Gem-based Plugins and Webpack

When authoring a plugin or theme for Bridgetown, you may find yourself wanting to ensure users of your plugin are able to load in your frontend assets through Webpack (such as Javascript, CSS, etc.) The best way to do this is to set up a package.json manifest and publish your frontend code as a package to the NPM registry.

Let’s assume you’ve been building an awesome plugin called, unsurprisingly, MyAwesomePlugin. In your my-awesome-plugin.gemspec file, all you need to do is add the yarn-add metadata matching the NPM package name and keeping the version the same as the Gem version:

  spec.metadata = { "yarn-add" => "my-awesome-plugin@#{MyAwesomePlugin::VERSION}" }

With that bit of metadata, Bridgetown will know always to look for that package in the users’ package.json file when they load Bridgetown, and it will trigger a yarn add command if the package and exact version number isn’t present.

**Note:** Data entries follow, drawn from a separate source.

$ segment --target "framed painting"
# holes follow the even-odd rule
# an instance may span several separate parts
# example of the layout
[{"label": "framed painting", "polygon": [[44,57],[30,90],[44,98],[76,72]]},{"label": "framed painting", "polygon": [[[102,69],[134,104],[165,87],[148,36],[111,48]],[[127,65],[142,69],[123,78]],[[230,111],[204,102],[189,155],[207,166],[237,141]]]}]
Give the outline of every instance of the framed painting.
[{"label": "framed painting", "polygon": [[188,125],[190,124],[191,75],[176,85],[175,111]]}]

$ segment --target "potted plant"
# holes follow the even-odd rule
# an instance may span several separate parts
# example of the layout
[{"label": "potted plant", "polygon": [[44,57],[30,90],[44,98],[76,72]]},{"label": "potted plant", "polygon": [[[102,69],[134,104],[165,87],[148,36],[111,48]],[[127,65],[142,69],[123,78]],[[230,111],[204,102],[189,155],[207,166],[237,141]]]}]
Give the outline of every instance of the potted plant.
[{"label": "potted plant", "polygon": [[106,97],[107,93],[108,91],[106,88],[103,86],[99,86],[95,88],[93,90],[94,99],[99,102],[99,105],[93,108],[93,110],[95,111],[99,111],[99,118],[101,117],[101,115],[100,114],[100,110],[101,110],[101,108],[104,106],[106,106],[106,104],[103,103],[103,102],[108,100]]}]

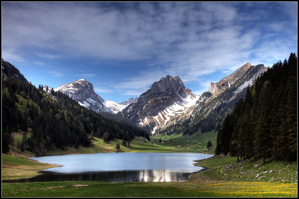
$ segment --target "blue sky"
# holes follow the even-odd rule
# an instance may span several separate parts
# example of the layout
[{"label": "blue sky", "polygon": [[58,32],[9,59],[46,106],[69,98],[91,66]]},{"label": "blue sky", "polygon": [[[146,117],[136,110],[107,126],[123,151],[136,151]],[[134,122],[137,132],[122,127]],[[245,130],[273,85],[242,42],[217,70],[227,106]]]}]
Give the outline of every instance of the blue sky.
[{"label": "blue sky", "polygon": [[104,99],[167,75],[196,95],[297,54],[297,2],[2,2],[2,57],[38,87],[84,78]]}]

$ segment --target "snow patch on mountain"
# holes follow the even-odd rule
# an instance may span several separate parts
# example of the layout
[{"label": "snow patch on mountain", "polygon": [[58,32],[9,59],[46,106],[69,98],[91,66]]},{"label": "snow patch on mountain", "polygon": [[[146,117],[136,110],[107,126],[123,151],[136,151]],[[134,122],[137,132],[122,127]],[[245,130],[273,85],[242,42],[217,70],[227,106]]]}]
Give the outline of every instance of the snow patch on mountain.
[{"label": "snow patch on mountain", "polygon": [[159,111],[156,115],[147,116],[143,119],[141,119],[138,126],[148,125],[150,122],[155,121],[156,125],[152,131],[153,133],[157,129],[164,127],[176,117],[187,113],[190,108],[195,104],[199,97],[193,95],[187,95],[184,98],[180,96],[179,101],[175,101],[172,105]]}]

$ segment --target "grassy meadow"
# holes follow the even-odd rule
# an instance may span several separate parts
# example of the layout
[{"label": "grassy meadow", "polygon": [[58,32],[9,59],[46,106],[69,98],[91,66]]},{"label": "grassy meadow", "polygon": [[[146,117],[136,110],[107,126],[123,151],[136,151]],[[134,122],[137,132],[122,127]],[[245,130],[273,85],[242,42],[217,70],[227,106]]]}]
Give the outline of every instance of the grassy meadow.
[{"label": "grassy meadow", "polygon": [[[28,133],[28,135],[30,133]],[[16,134],[17,138],[21,135]],[[216,132],[182,136],[158,135],[155,142],[136,137],[130,147],[122,140],[108,143],[95,138],[91,146],[78,149],[66,147],[51,155],[114,152],[118,143],[123,152],[188,152],[213,154]],[[161,143],[157,141],[161,138]],[[196,140],[195,142],[192,141]],[[187,141],[189,140],[189,141]],[[208,141],[213,146],[207,150]],[[199,142],[202,141],[202,142]],[[188,144],[189,144],[188,145]],[[2,179],[29,178],[38,171],[57,166],[37,162],[27,157],[33,156],[12,151],[2,154]],[[49,154],[50,155],[50,154]],[[14,156],[13,156],[13,155]],[[198,166],[210,169],[198,172],[183,182],[128,182],[110,183],[98,181],[55,182],[2,183],[2,197],[297,197],[297,162],[273,159],[250,159],[237,162],[237,158],[216,156],[200,161]]]}]

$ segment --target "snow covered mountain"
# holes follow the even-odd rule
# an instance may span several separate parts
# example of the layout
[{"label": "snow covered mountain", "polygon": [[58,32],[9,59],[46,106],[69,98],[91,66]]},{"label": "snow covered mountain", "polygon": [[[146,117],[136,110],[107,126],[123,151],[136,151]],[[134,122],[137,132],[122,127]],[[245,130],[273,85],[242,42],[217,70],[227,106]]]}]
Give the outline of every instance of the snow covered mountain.
[{"label": "snow covered mountain", "polygon": [[125,108],[122,114],[140,126],[149,125],[154,131],[190,112],[198,98],[185,87],[179,76],[167,75],[154,82],[137,101]]},{"label": "snow covered mountain", "polygon": [[84,79],[63,84],[54,90],[59,90],[81,105],[97,112],[116,113],[126,106],[110,100],[104,100],[94,92],[92,84]]},{"label": "snow covered mountain", "polygon": [[139,98],[139,97],[135,97],[135,98],[132,98],[130,99],[128,99],[125,101],[121,102],[120,104],[122,104],[123,105],[124,105],[126,106],[128,106],[130,104],[132,104],[133,102],[135,102],[137,101]]}]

The SamplePlugin demo repo includes a script/release command you can use to run the test suite, release a new version of the gem, and release a new version of the NPM package all in one go. (This will also be present if you set up your plugin using the bridgetown plugins new command.)

You will need to instruct your users how to add the plugin’s frontend code to their Webpack entry points. For example, they might need to update frontend/javascript/index.js with:

import MyAwesomePlugin from "my-awesome-plugin"

const awesomeness = new MyAwesomePlugin()
awesomeness.doCoolStuff()

Consider writing an automation to make this process easier for users.